Diskussion zu Velma Wallis "Zwei alte Frauen"

Inhaltsangabe des Verlages: http://www.piper-verlag.de/taschenbuch/buch.php?id=17445&page=&sort=autor&auswahl=A&pagenum=1
“Ein Nomadenstamm im hohen Norden von Alaska: Während eines bitterkalten Winters kommt es zu einer gefährlichen Hungersnot. Wie das alte Stammesgesetz es vorschreibt, beschließt der Häuptling, die beiden ältesten Frauen als »unnütze Esser« zurückzulassen, um den Stamm zu retten. Doch in der Einsamkeit der eisigen Wildnis geschieht das Unglaubliche: Die beiden alten Indianerfrauen geben nicht auf, sondern besinnen sich auf ihre ureigenen Fähigkeiten, die sie längst vergessen geglaubt hatten.”

Unser Kommentar:
Die Sprache ist eher einfach gehalten, das verleiht dem Buch eine gewissen Authentizität. Man spürt, dass Wallis diese Erlebnisse und Naturereignisse zum Teil selbst erlebt hat. So kommt es zu einem sehr beschreibenden Stil, der jedoch kaum Raum für das Ausdrücken von Gefühlen läßt. Die Darstellung des Naturlebens ist nicht verklärt, sondern in seiner ganzer Härte aufgezeigt. Die Unterhaltungen und die Freundschaft zwischen den Frauen durchlaufen eine Entwicklung. Erst nach Befriedigung der Grundbedürfnisse ist ein Gedankenaustausch möglich und denkbar. Die Alten suchen  auch bei sich nach Fehlern : sie haben sich gehen lassen, sind bequem geworden, obwohl es anders möglich gewesen wäre.

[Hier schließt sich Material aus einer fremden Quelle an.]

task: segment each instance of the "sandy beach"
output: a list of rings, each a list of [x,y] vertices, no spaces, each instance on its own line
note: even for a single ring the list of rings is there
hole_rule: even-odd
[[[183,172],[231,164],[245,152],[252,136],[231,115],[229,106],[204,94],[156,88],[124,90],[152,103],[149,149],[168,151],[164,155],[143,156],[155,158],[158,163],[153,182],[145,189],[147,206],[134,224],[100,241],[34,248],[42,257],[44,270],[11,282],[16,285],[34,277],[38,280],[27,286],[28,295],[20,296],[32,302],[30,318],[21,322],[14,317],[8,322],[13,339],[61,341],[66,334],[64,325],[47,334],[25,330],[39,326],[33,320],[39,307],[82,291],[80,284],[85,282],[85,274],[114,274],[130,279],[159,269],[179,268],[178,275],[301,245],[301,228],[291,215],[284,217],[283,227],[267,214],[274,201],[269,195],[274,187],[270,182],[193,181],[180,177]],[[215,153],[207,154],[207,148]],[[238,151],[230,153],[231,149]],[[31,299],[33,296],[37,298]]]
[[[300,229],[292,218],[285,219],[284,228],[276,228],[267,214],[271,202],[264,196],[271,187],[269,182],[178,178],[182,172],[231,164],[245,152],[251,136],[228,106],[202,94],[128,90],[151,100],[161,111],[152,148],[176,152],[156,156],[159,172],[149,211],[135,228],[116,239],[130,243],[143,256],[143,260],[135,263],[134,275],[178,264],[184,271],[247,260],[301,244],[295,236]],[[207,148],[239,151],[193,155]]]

Wallis selbst zieht am Ende des Buches eine Lehre aus der Geschichte der beiden alten Frauen:
    a) alte Menschen müssen gut behandelt werden
    b) als alter Mensch soll man nicht aufhören, aktiv am Leben teilnehmen

Wir haben uns während der Diskussion folgende Fragen gestellt:
Was ist entscheidend? Das Wohl des Einzelnen oder das Wohl der Gemeinschaft?
Hier wurde für das Volk entschieden und letztendlich war es gut, denn nur so konnten die Frauen ihr Potential wiederfinden und das Volk letztendlich retten.

Was ist Moral?
Gablers Wirtschaftslexikon beantwortet diese Frage, wie folgt: “MORAL; Sitte; bezeichnet - im Unterschied zur Ethik als Theorie der Moral - die normativen Regeln, die das Handeln von Menschen faktisch bestimmen bzw. bestimmen sollten, wobei Menschen auf den Verstoß gegen diese Regeln mit Schuldgefühlen reagieren. Die mores umfassten traditionell das Spektrum von den Konventionen bis zu sanktionsbewehrten Rechtsregeln. Bei Kant erfolgt eine Verengung und Vertiefung des Begriffs Moral auf die Autonomie des Gewissens jedes einzelnen, das allerdings wegen des Anspruchs auf Allgemeingültigkeit seiner Maximen konzeptionell an die Gesellschaft, bei Kant an die Menschheit, gebunden bleibt. Seit Hegel wird daher zwischen Moral, „Moralität” im Sinn individueller Überzeugung, und „Sittlichkeit” im Sinn von durch Recht und Verfassung gestütztem, historisch-kulturell bedingtem Institutionensystem einer Gesellschaft unterschieden.”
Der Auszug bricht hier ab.